Si vous souhaitez prévenir ou combattre ce problème de posture, vous devez penser grand : que vous soyez debout ou assis, imaginez que le sommet de votre crâne et votre sternum (le centre de la poitrine) sont reliés au plafond grâce à un mince fil. Ce dernier tire tout doucement vers le plafond. Vous devriez éprouver la sensation de grandir quelque peu, tout en rentrant tout doucement le menton. Non seulement cet exercice sera bénéfique pour votre cou, mais il aura également un effet sur toute votre colonne vertébrale en décomprimant les disques par l’action des muscles spinaux. C’est un exercice de base à garder en tête puisque vous aurez l’occasion de le pratiquer n’importe où. Plus vous le ferez souvent, plus vous combattrez efficacement la problématique.

 

Exercice pratique

Un exercice plus direct peut être entrepris pour soulager les muscles du crâne et du cou. Pour le faire, couchez-vous sur le plancher. Pliez les deux genoux de façon à avoir les pieds à plat au sol près de vos fessiers. Placez la base de votre crâne entre vos deux mains jointes, en laissant vos coudes tomber vers le plancher. Tout doucement, rentrez le ventre pour venir appuyer le bas du dos contre le sol.
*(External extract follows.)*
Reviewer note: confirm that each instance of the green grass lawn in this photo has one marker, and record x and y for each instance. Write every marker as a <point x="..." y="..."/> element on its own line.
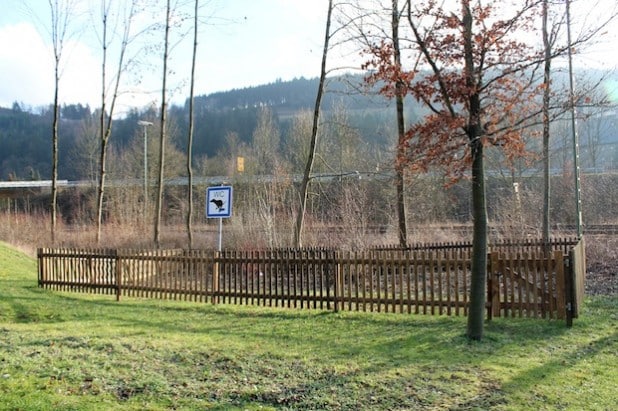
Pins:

Sans perdre le contact du bas du dos avec le sol, rentrez doucement le menton comme si vous cherchiez à aplatir la courbure à l’arrière de votre cou. Ressentez une sensation d’allongement entre le sommet de votre crâne et votre bassin. Maintenez la position une trentaine de secondes en respirant profondément. Lorsque bien réalisé, cet exercice permet la relaxation des muscles à la base de la tête et du cou.

Finalement, une aide externe sous la forme d’un thérapeute manuel compétent peut être d’une grande utilité. Ce dernier (ostéopathe, physiothérapeute, chiropraticien, kinésithérapeute, etc.) vous aidera à mobiliser les articulations dans le sens de correction du syndrome. Il pourra aussi vous aider à relaxer les tissus mous congestifs qui sont souvent responsables des symptômes désagréables associés au syndrome d’antéprojection de la tête. L’exercice physique, idéalement supervisé par un kinésiologue, représente aussi un atout indéniable dans la gestion de ce syndrome.

 

RÉFÉRENCES

DALTON, Erik. Treating the dreaded Dowagger Hump, https://erikdalton.com/blog/treating-dreaded-dowager- hump, 2017.

STEPHEN, J. « Reliability of isometric muscle endurance tests in subjects with postural neck pain », JMPT, 2008.